Cumhurbaşkanı Erdoğan, burada darbecilere karşı demokrasi nöbetine tutan vatandaşlara seslendi.
Erdoğan’ın konuşmasından satır başları şöyle:
“Biz sadece Rabbimizin karşısında rükûda eğiliriz, başka hiçbir yerde bize eğilmek yok. Kısıklı’daki komşularımız haklarını helal etsin. Gece geç saatlere kadar buradayız ama bu sıradan bir olay değil.
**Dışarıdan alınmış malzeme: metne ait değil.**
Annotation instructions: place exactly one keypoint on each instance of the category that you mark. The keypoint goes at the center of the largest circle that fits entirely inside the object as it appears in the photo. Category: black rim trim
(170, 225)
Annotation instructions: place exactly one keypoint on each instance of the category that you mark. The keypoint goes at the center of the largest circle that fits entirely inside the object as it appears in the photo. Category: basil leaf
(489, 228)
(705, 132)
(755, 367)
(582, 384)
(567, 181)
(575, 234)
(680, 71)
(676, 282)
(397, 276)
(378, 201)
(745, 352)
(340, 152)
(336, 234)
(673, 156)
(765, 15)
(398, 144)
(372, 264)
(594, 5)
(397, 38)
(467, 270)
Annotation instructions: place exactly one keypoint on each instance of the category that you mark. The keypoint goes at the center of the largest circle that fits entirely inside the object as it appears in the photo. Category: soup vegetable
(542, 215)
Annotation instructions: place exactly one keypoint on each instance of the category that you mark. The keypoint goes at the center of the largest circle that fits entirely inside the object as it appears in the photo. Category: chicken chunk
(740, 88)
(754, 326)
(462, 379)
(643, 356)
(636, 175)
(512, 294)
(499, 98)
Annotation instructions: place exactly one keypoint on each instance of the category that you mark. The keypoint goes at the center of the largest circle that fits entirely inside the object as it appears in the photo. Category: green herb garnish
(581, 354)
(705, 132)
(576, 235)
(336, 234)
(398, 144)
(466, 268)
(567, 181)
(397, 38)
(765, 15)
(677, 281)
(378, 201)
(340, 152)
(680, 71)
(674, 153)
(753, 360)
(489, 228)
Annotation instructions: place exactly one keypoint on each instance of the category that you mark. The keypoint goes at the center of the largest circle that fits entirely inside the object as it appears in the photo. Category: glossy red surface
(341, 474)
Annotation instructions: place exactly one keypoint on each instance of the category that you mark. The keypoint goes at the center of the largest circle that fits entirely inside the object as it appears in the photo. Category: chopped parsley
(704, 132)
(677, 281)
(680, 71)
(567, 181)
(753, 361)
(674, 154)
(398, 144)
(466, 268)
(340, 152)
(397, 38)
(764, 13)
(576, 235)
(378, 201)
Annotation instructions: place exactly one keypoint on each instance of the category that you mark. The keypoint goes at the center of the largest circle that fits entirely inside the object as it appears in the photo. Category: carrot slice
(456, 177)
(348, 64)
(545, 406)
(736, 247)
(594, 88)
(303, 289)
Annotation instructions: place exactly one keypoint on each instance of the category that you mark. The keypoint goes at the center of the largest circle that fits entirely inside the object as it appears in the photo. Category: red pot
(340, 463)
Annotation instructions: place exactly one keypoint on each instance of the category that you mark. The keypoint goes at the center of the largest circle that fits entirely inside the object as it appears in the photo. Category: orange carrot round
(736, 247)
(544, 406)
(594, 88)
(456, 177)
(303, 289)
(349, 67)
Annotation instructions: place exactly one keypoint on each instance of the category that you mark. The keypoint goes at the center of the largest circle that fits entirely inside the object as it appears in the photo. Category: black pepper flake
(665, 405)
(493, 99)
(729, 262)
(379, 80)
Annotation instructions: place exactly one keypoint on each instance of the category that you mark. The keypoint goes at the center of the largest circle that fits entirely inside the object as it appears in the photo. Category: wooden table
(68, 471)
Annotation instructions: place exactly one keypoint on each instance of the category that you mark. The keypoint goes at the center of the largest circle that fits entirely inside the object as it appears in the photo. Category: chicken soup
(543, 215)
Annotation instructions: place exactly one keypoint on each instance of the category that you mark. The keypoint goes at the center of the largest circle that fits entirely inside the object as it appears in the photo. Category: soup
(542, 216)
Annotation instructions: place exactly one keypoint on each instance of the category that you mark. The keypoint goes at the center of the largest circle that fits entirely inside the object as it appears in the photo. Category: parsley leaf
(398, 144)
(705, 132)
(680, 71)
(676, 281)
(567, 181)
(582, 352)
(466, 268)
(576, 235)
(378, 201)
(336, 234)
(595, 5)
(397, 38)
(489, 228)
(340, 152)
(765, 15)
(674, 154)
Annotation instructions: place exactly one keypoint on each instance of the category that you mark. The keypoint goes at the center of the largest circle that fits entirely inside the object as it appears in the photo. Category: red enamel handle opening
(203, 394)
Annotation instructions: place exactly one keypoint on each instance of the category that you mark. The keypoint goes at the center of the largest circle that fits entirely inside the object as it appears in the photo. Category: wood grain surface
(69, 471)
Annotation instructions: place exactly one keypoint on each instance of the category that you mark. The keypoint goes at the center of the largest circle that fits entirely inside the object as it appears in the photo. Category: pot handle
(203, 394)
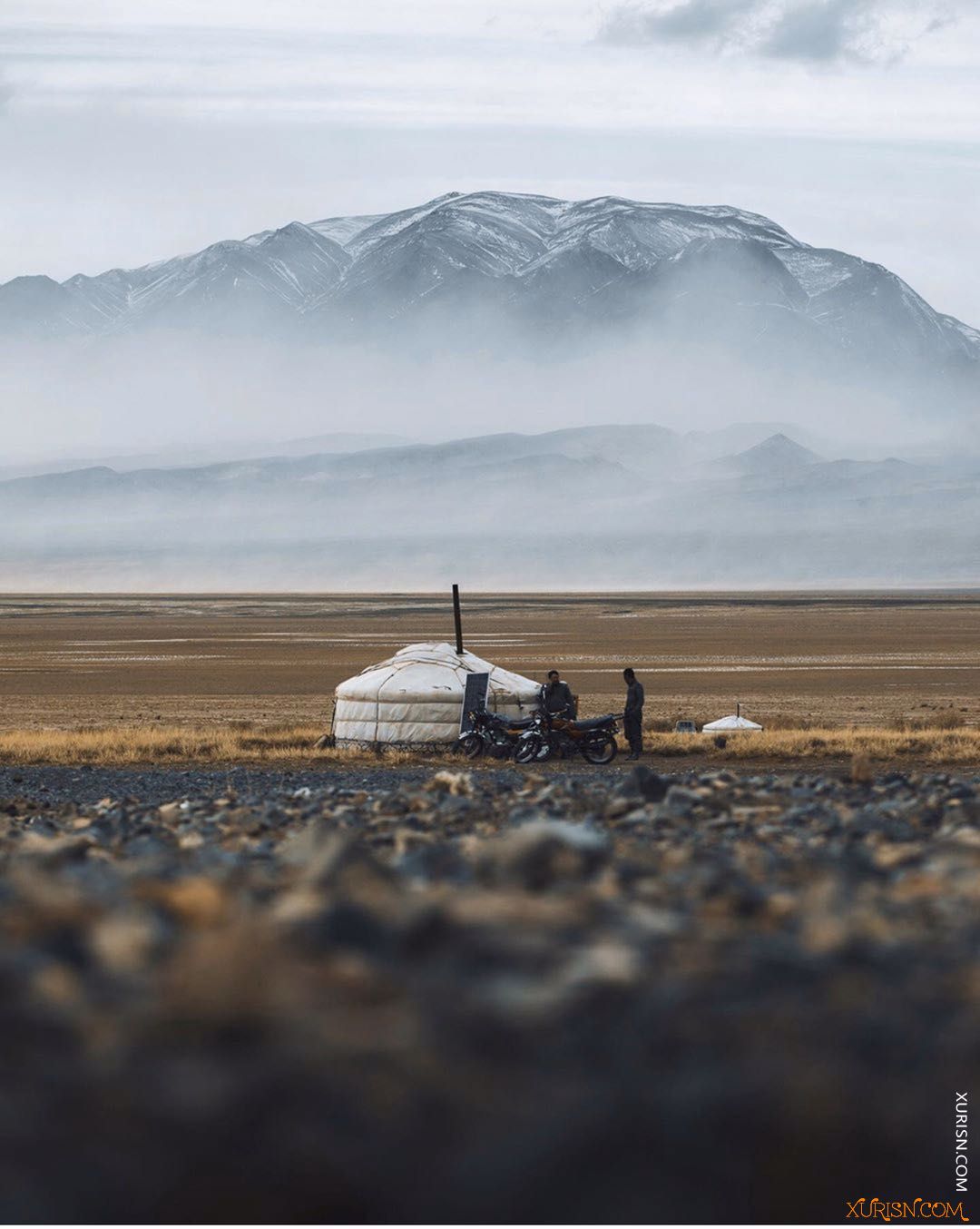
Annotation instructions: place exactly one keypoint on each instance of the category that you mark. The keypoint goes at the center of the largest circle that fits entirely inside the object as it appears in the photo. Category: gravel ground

Ben kararımı şimdiden açıklıyorum
Sayın Başbakan söyledi, ben de söylüyorum: Türkiye demokratik bir hukuk devletidir. Siz halkı görmemezlikten gelemezsiniz. Halkın böyle bir idam talebi varsa, bunun görüşüleceği yer parlamentodur. Bu alçakların bombaladığı parlamentoda inşallah görüşülmek suretiyle, inanıyorum ki parlamentodaki siyasi partiler bu konudaki en isabetli kararı alacaktır. Parlamentodan idam cezası çıkarsa ben karar merci olarak kararımı açıklıyorum, ben onaylıyorum. Gencecik yavrularımızın tanklarla şehit edildiği bir duruma bizler sessiz kalırsak bunun hesabını veremeyiz.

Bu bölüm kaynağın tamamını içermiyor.